Try changing the variable named Individual
to a factor variable. You will notice that a little prompt box shows up. You can save yourself some typing by choosing the rest of the expression from among the choices in the prompt box.
Run the structure command again to see if Individual
has been changed to a factor variable.
Remember to use the dollar sign notation, and that R is case-sensitive.
$Individual <- as.factor(data$Individual) data
3 R Packages
R has a set of commands that it understands automatically. But, there are other commands that you can teach R. These “extra” commands live in packages that you can install and then use when you code with R. Essentially, a package contains a set of commands (and sometimes data) someone created that you can use in R, and in order to use the package, you have to install it.
Throughout this tutorial, we’ve been using something called the tidyverse
package to run commands.

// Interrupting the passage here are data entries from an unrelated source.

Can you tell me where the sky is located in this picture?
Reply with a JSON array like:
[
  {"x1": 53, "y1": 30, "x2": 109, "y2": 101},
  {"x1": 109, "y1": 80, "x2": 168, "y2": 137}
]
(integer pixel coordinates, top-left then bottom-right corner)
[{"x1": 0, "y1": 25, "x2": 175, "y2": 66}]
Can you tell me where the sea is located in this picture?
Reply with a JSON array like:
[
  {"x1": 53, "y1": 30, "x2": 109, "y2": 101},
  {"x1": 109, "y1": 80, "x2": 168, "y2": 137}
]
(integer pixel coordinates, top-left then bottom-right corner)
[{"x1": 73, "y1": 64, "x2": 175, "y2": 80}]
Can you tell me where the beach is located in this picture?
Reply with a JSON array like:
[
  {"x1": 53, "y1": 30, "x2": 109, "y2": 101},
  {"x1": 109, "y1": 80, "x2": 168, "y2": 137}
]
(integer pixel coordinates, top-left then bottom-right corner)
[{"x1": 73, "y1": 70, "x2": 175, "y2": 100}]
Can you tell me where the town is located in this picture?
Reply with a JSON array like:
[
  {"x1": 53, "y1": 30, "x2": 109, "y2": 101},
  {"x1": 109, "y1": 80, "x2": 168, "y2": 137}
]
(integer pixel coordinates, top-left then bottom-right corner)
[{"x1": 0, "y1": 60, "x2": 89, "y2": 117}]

It contains helpful commands for viewing and rearranging data as well as graphing data (which we’ll get to in future tutorials).
tidyverse
was pre-installed for you, but if you ever have to install a package in the future, run the command:
install.packages("tidyverse")
After installing the package, you can load it using the command:
library(tidyverse)
In this tutorial, you won’t need to worry about installing or loading packages, because they are pre-loaded for you. But when you start working on your own data outside of these tutorials, you will sometimes need to tell R to load certain packages.
4 Congratulations!
You have finished the first R tutorial. You have learned how to create a variable in R, import data and create a dataframe, and how to examine and change the properties of different variables.